Some highlights from Backstage & Beyond Volume 1:

  • Jerry Lee Lewis threatened to kill me. I don’t flatter myself to think I’m unique in this regard.

  • I am on the phone with David Bowie in the summer of 1990 when I pose a question you’d think he would expect, so I am a bit surprised when he pauses and says, “Hmm ...” before formulating a response. But then, when he does answer, it is quite a discourse.

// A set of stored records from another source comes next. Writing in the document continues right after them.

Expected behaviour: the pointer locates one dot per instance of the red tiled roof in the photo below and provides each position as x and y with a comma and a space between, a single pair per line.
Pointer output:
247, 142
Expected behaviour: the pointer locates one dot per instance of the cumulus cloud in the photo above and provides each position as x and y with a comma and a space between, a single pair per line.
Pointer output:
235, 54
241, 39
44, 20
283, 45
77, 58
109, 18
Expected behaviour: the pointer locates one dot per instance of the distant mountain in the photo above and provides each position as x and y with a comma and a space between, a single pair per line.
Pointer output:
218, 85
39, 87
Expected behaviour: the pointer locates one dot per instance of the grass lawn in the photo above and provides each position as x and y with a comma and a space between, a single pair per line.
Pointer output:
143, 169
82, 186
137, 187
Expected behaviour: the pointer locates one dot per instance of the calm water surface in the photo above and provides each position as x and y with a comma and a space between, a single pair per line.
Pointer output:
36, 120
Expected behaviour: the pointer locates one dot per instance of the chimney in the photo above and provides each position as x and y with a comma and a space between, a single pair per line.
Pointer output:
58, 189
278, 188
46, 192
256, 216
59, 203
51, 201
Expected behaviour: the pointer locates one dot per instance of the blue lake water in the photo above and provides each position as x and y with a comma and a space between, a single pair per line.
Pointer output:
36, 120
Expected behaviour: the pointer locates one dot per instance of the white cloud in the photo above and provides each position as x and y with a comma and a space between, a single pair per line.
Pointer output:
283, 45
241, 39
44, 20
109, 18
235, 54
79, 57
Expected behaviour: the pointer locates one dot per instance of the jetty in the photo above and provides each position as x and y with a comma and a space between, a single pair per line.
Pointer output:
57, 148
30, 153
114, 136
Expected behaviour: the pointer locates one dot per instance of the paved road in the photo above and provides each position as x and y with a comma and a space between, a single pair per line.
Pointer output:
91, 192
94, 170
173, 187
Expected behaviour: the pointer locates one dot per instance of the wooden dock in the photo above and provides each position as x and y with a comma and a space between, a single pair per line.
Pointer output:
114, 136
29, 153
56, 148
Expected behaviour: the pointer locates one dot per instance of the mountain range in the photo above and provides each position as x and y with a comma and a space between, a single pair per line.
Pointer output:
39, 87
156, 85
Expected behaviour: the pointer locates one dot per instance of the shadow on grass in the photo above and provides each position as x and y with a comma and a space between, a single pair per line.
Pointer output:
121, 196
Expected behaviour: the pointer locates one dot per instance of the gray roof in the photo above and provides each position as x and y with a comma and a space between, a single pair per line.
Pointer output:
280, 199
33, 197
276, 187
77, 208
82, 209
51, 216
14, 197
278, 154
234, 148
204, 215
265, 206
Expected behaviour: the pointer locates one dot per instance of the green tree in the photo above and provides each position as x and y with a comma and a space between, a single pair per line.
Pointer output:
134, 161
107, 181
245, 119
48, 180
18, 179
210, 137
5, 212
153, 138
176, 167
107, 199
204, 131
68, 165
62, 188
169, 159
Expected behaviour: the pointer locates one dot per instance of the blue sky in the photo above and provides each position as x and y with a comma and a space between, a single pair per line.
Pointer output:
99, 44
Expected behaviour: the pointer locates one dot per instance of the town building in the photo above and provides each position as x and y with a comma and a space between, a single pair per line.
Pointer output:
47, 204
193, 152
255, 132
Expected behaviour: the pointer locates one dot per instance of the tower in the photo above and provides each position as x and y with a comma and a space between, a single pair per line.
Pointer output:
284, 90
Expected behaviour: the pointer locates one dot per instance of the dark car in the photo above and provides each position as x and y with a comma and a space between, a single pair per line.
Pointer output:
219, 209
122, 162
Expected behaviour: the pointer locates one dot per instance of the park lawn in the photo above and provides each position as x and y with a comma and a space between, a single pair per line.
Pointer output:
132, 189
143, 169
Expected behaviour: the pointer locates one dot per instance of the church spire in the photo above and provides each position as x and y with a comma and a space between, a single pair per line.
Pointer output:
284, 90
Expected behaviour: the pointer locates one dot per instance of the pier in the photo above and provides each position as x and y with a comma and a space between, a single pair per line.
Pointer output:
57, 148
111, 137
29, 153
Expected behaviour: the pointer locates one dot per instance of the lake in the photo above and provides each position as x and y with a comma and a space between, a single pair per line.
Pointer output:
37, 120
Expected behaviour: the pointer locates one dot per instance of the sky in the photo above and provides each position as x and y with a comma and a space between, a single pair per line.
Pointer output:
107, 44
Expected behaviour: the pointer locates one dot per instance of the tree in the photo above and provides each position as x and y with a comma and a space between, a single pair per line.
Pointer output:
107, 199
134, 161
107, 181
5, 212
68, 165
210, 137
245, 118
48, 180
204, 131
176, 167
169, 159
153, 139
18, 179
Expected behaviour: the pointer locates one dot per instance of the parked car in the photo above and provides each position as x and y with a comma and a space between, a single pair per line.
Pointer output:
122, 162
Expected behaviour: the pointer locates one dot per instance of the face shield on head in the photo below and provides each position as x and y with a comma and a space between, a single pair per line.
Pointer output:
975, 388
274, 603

  • Lou Reed and I got on pretty well. Once, we had a phone interview scheduled at the same time as a televised New York-New England football game. We were both watching the game (him in New York, me in Massachusetts) and Lou, a New York Jets fan, rang up and suggested we do the yak at half-time. I’d been thinking the same thing but would never have broached it. But we did. He called promptly when the first-half clock went to 0:00, and we concluded 20 minutes later when the game resumed.

  • Nico didn't do many interviews. I'd called before a concert and asked if we could meet after the show. Hesitatingly, she consented. When I went backstage, however, I met a closed dressing room door and word that Nico was doing an interview and didn't want to be disturbed. When she emerged 20 minutes later, I introduced myself. An expression of alarm spread over her face. “You're Jim ... I thought ... he was!” she said, gesturing to her unknown interviewer. “Then who is he!?

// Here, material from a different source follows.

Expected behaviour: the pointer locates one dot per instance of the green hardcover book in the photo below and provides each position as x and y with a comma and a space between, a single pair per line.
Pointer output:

  • In 1989, Warren Zevon and I had lunch at Musso & Frank, the hip Hollywood eatery where he was a regular. We ordered beverages, a beer for me, a Diet Coke for him. After a beat or two, semi-alarmed, I blurted out, “Oh shit, I’m sorry. Should I not have done that?” You know, maybe it’s not good form to have an alcoholic drink in front of a recovering alcoholic. Zevon paused for a few moments. Not unusual: he often took time to process before responding. It could be unnerving if you didn’t know him well. He fixed me with a squinty, wry look. “Yeah, Jim,” he growled. “A decade of sobriety out the window because you’re having a beer.”

  • “It's like death in here,” said Ray Davies, inauspiciously welcoming me into his Minneapolis hotel room. The shades were drawn, no lights were on. Davies had been ill, running a temperature of 102 before the previous night's concert at the Metropolitan Sports Center. The interview had been scheduled and rescheduled several times. “I'm really not trying to avoid you.”

  • Ginger Baker was contractually obligated to do X amount of press to promote an upcoming Boston gig. I was one of those Xs. We had a half-hour blocked out. A painful half-hour for both of us, though I think his pain was more like indifference with a soupçon of annoyance, while mine was a churning pit-of-the-stomach feeling of failure to communicate.

  • Leonard Cohen: “I hasten to say that the fact that I had to break my gonads over it doesn't mean that it's good. The fact that it takes so long is no guarantee of excellence. It just happens to be the way I work. I'm not smirking about it. I don't feel reproachful toward people who have the very good luck and great genius to do it faster. Hank Williams could do it in 20 minutes and so can Bob Dylan. It just happens to take me a long time.”

  • Between sets by Larry Wallis at Dingwalls in 1985, I was at a pinball machine when I was chatted up by a leather-clad, mutton-chopped fella with a couple of prominent moles. He wanted to play, too, but was skint (apparently) and barked, “You got 10 pence?” Of course I did, offering a pocketful of coins I couldn’t readily identify. I knew Lemmy from various encounters in Boston, but I’m sure he had no idea who I was specifically, me showing up at his local in London. So, I reintroduced myself and we hung out together, drinking, laughing, pinballing and watching Wallis tear it up. One of the great nights of my life.